I sat at the end of the log, a wizened knot poking into my bony, six year-old butt. Beside me sat Kate. Her face was buried in her hands. Her quiet sobs made my throat ache. Next to her my mother perched. Mother was watching father swing the axe, her expression drifting from rapt attention to befuddlement. And at the other end of the log, staring at my father with eyes that smoldered with contempt, sat my older brother, Crispin.

The axe swooped down, split through a pine log like a straight-razor through flesh, and bit deeply into an ancient oak stump. My father wrenched the axe free. He was shirtless, the top half of his overalls tied in a sweat-soaked knot at his waist. The corded muscles of his arms and shoulders rippled beneath the glistening surface of his bone-pale skin.
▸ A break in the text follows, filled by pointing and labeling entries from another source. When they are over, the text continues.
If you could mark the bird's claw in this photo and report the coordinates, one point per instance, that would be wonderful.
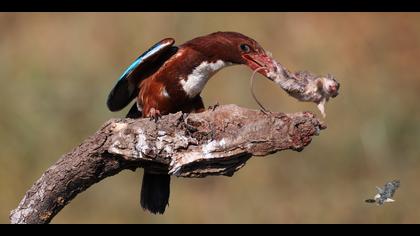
(154, 114)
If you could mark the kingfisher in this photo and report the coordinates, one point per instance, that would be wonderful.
(168, 79)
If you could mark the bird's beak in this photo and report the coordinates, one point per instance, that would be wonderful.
(258, 60)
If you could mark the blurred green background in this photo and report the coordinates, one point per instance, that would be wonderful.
(56, 70)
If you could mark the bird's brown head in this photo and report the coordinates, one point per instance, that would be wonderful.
(233, 48)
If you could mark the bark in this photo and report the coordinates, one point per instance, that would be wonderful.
(215, 142)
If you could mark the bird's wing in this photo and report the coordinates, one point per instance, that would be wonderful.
(145, 65)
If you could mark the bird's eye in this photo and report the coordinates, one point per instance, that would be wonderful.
(245, 48)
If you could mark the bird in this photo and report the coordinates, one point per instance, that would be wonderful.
(168, 78)
(385, 194)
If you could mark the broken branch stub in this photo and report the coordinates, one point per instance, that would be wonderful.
(215, 142)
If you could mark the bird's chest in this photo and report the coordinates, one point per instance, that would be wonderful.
(173, 88)
(193, 82)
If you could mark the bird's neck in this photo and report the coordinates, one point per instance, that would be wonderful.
(195, 81)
"Trees are just like families," my father said. He swiped the sweat from his forehead and favored us with a self-satisfied grin. "Some are strong and healthy, like that red oak that kept us warm through that bitch of a winter we had last year. Others are weaker, good for nothing but cooking fires -- like this pine here."

He stood a pine log on its end and split it clean. Half the log bounced to rest at my feet. Ochre sap beaded on the pale meat of the twained wood.
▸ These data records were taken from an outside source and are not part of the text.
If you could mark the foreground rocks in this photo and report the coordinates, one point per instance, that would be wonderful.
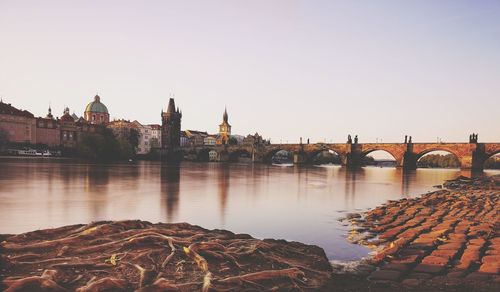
(448, 238)
(140, 256)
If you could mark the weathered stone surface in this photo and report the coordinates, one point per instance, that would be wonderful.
(453, 236)
(138, 255)
(428, 268)
(436, 261)
(385, 275)
(490, 268)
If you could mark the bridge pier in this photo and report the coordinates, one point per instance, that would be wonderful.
(410, 161)
(299, 158)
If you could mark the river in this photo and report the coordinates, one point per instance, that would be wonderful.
(293, 203)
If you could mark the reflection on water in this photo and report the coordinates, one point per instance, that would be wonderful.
(293, 203)
(170, 187)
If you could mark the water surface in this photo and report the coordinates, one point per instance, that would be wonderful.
(293, 203)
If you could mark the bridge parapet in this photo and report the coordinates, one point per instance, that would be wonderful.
(470, 155)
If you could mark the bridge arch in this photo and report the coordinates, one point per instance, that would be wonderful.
(312, 155)
(437, 151)
(203, 154)
(236, 154)
(398, 159)
(268, 157)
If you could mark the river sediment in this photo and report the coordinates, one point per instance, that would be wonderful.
(444, 240)
(140, 256)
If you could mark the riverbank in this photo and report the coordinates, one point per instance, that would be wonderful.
(138, 255)
(445, 240)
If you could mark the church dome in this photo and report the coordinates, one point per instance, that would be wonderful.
(96, 106)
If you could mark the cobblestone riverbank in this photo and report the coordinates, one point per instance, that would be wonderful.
(447, 239)
(140, 256)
"Arthur," Crispin said quietly. In the last few months, he'd taken to calling our father by his given name.

Father's left cheek began to tic. He clenched his jaw, and twin crabapples of muscle thrust out from his jaw. The tic stopped.
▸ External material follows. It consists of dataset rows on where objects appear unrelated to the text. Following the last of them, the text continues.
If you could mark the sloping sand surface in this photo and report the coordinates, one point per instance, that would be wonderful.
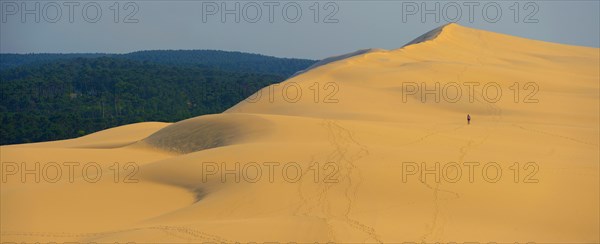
(351, 159)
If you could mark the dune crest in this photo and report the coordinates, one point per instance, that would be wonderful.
(372, 146)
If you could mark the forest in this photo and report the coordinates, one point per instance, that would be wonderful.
(51, 97)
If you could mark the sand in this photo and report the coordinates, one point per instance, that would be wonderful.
(344, 165)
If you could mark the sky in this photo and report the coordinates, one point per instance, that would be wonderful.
(298, 29)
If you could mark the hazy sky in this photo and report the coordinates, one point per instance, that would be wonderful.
(274, 27)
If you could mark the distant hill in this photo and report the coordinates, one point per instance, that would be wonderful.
(229, 61)
(54, 97)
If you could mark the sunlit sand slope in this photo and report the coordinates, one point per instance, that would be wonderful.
(374, 147)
"Yes, son." His voice was a whisper.

"She said she was sorry. We all said we were sorry --"

Father thrust a hand toward my brother's face. He didn't touch him, just held out his hand like a crossing guard stopping traffic. Black blood pooled in the bulging calluses on his palm. My brother lowered his head.

I willed Crispin to speak up again, to do something, but he kept his face to the ground. But I didn't blame him. Why should he do anything? In two months he'd be headed off to college; he was almost free. At Maine University he'd be able to take his study of wild animals to another level. When not at school or working, he spent his days padding through the thick woods that threatened to swallow our cabin. He had shown me things, things like eagle nests, and beaver dams, and the ragged furrows etched into tree trunks by roaming black bears.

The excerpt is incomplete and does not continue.